Assistance Needed with Stata Code for Forecasting Loan Default Using Simulated Data and Saved Coefficients

Sagarika Mishra

Join Date: Sep 2024

Posts: 10
#1

Assistance Needed with Stata Code for Forecasting Loan Default Using Simulated Data and Saved Coefficients

22 Sep 2024, 07:52

Hello Colleagues,

I require some help in debugging a Stata code. I know where the error is but I am not sure how to fix it. The error is coming from how I am handling ch_hpi, neg_ch_hpi and int_hpi_ch.

I want to do the following:

I want to forecast loan default.

I have the "CA2016" dataset where the dependent variable is default and the control variables are fico, fico_680, fico_720, fico_760, int_fico680, int_fico720, int_fico760, orig7, orig8, purchase, retail, ch_hpi, neg_ch_hpi, int_hpi_ch, ltv, ltv_dummy, int_ltv, CA, NY, CO, WA, TX, FL, and the intercept.

First, I estimate a logit model using the dependent and control variables.

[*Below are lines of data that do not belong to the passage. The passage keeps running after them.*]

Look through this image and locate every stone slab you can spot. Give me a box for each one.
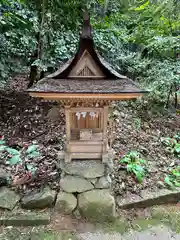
[55,192,77,214]
[63,160,105,179]
[21,187,55,209]
[0,211,50,226]
[78,189,116,222]
[0,187,20,210]
[117,188,180,209]
[60,175,94,193]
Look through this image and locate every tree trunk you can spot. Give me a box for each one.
[28,0,46,87]
[28,65,38,88]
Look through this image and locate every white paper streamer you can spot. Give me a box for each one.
[76,112,98,120]
[89,112,99,120]
[81,112,87,118]
[75,112,81,120]
[89,112,95,120]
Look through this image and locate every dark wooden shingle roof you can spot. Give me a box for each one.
[28,78,146,94]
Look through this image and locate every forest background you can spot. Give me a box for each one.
[0,0,180,109]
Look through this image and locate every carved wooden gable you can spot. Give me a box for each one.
[69,50,105,78]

There are about 1723 observations in this dataset.

I need to save the coefficients from this model to be used later in the session.

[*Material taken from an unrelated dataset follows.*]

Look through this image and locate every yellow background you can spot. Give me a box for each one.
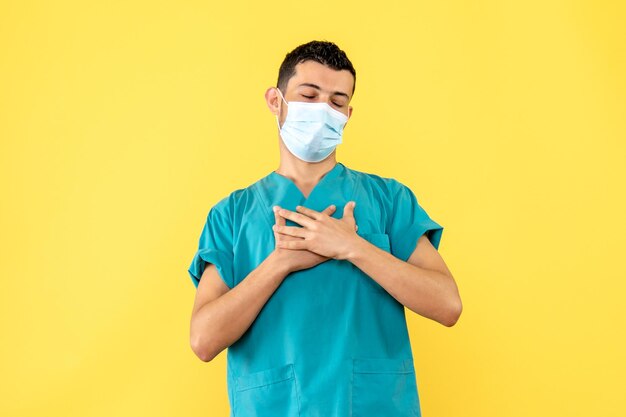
[1,1,624,416]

In the "sim_ch_hpi_vh" dataset, I have a date variable that goes from Oct 2022 to Sept 2042 and variables Sim1 to Sim100. This dataset has 240 rows and 101 columns.

First, I want to take the first observation from the "CA2016" dataset and forecast default using the saved coefficients estimated earlier. The data points for the corresponding coefficients are already there in the first observation. However, the only variables that will change are ch_hpi, neg_ch_hpi (this is an indicator variable if ch_hpi is negative), and int_hpi_ch (it is the interaction of neg_ch_hpi and ch_hpi). The ch_hpi values will come from the Sim1 to Sim100 variables in the "sim_ch_hpi_vh" dataset.

I want to take the first row from "sim_ch_hpi_vh" and use Sim1 to Sim100 as ch_hpi, and then calculate neg_ch_hpi and int_hpi_ch based on ch_hpi, and forecast default.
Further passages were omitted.